The thing that must happen by the end of September is some action on appropriations to keep the federal government open, presumably by a stopgap “continuing resolution,” since Congress isn’t getting any of the 13 regular FY 2022 appropriations bills done when the new fiscal year begins on October 1. House Majority Leader Steny Hoyer has now told Members to expect a vote on a stopgap bill the week of September 20, extending current appropriations until December.
According to a previous decision by congressional Democrats, the plan is to connect an increase or suspension in the public debt limit to appropriations, nestling the unpopular debt measure into the must-pass spending bill. Since Treasury Secretary Janet Yellen told the world earlier this week that action on the debt limit had to happen before the end of October at the latest, that means the stopgap bill had better include it. Otherwise the federal government will default on its obligations and the world financial system will collapse, which would be unpleasant.
The implications of these scheduling decisions is that Congress will be at the edge of not one but two “cliffs” as the end of the month nears: one involves the government shutdown that will occur if appropriations are not extended, and the other involves a debt default that will occur if that breached limit is not addressed then or very soon afterwards.
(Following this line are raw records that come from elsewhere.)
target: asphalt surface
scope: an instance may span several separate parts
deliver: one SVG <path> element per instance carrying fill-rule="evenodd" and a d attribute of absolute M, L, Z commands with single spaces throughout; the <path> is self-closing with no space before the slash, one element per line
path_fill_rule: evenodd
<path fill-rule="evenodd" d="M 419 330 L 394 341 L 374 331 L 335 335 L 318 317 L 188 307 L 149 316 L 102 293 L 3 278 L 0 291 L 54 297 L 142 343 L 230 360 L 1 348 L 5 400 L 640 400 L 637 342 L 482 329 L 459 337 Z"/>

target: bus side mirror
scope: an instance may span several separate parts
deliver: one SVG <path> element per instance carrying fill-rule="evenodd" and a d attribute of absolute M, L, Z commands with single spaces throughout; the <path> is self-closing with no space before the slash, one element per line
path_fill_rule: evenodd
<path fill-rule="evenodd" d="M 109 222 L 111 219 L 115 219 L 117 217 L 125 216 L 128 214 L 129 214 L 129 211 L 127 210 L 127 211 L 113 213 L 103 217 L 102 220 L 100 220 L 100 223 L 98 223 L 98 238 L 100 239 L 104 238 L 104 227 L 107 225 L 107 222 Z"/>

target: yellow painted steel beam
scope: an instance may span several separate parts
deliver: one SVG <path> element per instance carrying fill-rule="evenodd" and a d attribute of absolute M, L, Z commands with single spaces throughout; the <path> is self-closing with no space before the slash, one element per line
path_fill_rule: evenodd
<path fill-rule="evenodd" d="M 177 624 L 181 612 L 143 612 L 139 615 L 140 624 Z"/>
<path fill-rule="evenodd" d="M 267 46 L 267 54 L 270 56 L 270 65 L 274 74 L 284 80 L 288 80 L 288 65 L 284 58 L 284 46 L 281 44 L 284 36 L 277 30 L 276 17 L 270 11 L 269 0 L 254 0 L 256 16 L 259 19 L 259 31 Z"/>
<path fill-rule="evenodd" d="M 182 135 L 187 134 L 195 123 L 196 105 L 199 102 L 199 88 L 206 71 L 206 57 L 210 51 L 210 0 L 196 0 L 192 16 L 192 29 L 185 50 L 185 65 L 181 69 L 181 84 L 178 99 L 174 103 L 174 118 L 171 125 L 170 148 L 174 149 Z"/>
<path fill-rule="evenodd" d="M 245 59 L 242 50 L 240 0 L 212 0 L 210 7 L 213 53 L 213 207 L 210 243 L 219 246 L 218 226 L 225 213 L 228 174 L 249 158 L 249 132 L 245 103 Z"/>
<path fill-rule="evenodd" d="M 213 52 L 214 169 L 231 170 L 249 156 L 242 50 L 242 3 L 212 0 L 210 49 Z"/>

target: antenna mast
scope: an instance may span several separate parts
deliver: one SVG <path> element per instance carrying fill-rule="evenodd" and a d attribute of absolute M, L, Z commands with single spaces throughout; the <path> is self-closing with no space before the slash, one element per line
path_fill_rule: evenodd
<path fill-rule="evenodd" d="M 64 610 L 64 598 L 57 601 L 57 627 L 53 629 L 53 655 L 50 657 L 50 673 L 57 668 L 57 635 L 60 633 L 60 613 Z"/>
Trouble is, Senate Republicans are vowing not to provide any votes for a debt limit increase or extension so long as Democrats persist in godless socialism in the rest of their agenda, and without bipartisan support the measure would succumb to a filibuster. So Democrats are calling their bluff. If Republicans stare them down and refuse to do the right thing then the country could fall into the double abyss of a non-functioning government and an imperiled financial system. You know, alongside a COVID-19 pandemic, economic jitters, continuing threats of insurrection, and the legislative legacy of the Biden presidency.
What Republicans want Democrats to do instead of going to the brink on spending and debt is to put a debt limit measure into the aforementioned unresolved budget reconciliation bill, which if all goes as planned will be enacted on strict party-line votes in both congressional chambers. This would let Republicans claim they had virtuously opposed both socialism and the socialist debt, while letting the stopgap spending bill slip through and avoiding a financial meltdown, too. But even if they wanted to go along with this GOP scheme, which they don’t, the timing is off; the reconciliation bills may not be ready to pass by the time Yellen signals that her department’s “extraordinary measures” of money-juggling have run out and calamity awaits. It was to avoid this kind of mess that motivated both parties in Congress along with the Trump administration to agree on a two-year don’t-rock-the-boat budget deal in 2019. Unfortunately the deal expired on August 1, and now it’s time again for brinkmanship. It won’t be fun unless you like to watch middle-aged (and older) pols in suits attempt high-wire acts without a net.